Europe's heavy reliance on dollar-pegged stablecoins could erode the continent's economic sovereignty, according to Yat Siu, co-founder and executive chairman of Animoca Brands. Siu argues that without a credible euro-denominated stablecoin alternative, the EU risks becoming what he calls a 'dollar colony' — a region whose digital economy is effectively run on another country's currency.
The warning from Yat Siu
Siu, whose Hong Kong-based firm is a major player in blockchain gaming and venture capital, made the remarks in a recent interview. He didn't mince words: the current landscape, where most stablecoins are backed by the U.S. dollar and governed by American rules, gives Washington outsized control over Europe's crypto and blockchain sectors.

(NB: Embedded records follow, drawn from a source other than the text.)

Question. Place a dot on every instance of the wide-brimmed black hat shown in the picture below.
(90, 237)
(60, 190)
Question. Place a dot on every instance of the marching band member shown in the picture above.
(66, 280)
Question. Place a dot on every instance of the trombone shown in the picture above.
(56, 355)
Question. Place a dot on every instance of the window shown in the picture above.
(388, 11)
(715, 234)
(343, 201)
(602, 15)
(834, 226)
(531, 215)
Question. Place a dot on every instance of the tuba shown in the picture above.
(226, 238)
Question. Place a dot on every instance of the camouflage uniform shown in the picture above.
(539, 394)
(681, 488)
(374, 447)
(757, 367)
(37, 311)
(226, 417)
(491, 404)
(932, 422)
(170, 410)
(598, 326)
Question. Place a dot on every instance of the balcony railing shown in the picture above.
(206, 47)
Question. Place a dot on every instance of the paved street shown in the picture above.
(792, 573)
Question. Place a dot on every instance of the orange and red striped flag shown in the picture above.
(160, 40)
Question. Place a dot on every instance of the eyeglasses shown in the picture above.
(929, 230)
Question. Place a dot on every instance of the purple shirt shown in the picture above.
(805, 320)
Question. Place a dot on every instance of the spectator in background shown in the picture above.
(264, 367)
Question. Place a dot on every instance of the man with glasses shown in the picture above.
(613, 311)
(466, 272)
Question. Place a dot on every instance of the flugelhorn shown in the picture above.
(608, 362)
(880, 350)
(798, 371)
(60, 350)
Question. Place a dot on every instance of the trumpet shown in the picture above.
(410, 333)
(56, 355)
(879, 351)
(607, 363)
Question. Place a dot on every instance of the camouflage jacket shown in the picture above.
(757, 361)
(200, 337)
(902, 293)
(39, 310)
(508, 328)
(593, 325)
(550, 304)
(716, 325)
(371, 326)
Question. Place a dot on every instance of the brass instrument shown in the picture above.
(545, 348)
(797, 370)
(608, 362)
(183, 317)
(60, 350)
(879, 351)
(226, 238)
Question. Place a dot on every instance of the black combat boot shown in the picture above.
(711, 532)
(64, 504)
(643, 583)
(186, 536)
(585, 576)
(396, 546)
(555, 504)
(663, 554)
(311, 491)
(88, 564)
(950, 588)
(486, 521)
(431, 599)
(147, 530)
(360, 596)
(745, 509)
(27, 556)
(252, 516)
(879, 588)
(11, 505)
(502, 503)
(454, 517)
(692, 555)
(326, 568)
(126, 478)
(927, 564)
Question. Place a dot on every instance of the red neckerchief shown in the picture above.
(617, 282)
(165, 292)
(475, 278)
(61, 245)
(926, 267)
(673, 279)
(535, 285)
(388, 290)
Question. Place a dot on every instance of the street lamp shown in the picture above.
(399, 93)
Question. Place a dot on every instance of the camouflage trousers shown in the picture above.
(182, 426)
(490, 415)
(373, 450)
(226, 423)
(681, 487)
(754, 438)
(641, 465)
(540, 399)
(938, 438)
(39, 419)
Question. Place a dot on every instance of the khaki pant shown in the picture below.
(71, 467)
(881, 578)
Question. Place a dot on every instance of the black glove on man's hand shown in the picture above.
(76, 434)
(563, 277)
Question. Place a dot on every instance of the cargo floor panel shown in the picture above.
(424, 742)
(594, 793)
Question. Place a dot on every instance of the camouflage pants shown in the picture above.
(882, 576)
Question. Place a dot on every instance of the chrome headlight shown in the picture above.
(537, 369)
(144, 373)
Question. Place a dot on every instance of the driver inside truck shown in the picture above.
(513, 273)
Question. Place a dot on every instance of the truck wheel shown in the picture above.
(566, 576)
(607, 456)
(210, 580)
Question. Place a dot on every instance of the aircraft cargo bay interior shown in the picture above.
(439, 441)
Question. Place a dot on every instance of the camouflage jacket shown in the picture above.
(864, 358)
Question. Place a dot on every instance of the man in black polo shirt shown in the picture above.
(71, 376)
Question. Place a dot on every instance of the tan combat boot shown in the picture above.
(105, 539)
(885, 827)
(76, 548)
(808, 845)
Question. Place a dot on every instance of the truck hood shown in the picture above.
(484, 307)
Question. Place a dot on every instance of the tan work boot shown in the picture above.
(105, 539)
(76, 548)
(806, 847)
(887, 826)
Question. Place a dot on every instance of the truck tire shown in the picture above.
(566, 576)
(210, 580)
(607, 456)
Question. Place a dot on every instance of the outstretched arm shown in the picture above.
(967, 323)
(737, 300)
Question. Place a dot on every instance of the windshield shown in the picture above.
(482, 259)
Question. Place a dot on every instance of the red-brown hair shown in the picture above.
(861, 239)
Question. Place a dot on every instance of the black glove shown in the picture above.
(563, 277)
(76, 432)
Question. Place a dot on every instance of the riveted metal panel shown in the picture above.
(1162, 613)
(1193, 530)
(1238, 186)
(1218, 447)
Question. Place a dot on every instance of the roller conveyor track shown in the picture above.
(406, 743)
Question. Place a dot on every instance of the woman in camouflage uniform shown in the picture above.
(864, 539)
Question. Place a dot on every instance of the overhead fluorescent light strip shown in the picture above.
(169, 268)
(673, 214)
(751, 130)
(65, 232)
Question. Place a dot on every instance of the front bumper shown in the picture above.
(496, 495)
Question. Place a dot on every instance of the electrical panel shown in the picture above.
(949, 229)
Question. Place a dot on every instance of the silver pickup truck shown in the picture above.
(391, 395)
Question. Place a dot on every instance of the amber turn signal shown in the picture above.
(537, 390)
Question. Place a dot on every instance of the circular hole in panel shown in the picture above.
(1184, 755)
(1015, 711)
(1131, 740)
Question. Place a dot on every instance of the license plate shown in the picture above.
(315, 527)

That's a problem, Siu said, because stablecoins aren't just trading tools — they're becoming infrastructure for payments, lending, and decentralized finance.
His point is blunt: if Europe doesn't build its own stablecoin, it will keep importing monetary policy from the U.S. That's not just an inconvenience. It's a sovereignty issue.
What a euro stablecoin would need
Siu isn't calling for a ban on dollar-pegged tokens. He's arguing for competition. A euro-denominated stablecoin, he says, would have to be robust — meaning fully reserved, transparent, and compliant with EU regulations like MiCA (Markets in Crypto-Assets). The technology exists. The question is whether European regulators and financial institutions have the will to push one through.
Several projects have tried. Circle's EURC is a euro-pegged stablecoin, but it's tiny compared to USDC or USDT. French bank Société Générale issued a euro stablecoin on Ethereum last year, but adoption remains low. Siu's point is that none of these have achieved the scale or trust needed to challenge the dollar's grip.
Why now matters
The stakes have grown. The European Central Bank is exploring a digital euro, but that's a central bank digital currency — not a private-sector stablecoin. Siu sees room for both. A private euro stablecoin, he argues, could move faster, integrate with DeFi, and keep the continent's crypto economy anchored to its own currency rather than someone else's.
Without it, Europe's blockchain projects will keep pricing things in dollars, settling in dollars, and ultimately taking direction from dollar-based policy. That's the 'dollar colony' scenario — and Siu thinks it's already partly here.
The unresolved question
Who will build that euro stablecoin? A consortium of banks? A tech company? A regulator-led initiative? Siu didn't name names. But the clock is ticking. As stablecoins become mainstream payment rails, the currency they're denominated in will shape which economies control the digital future. Europe has to decide whether it wants to be a tenant or a landlord.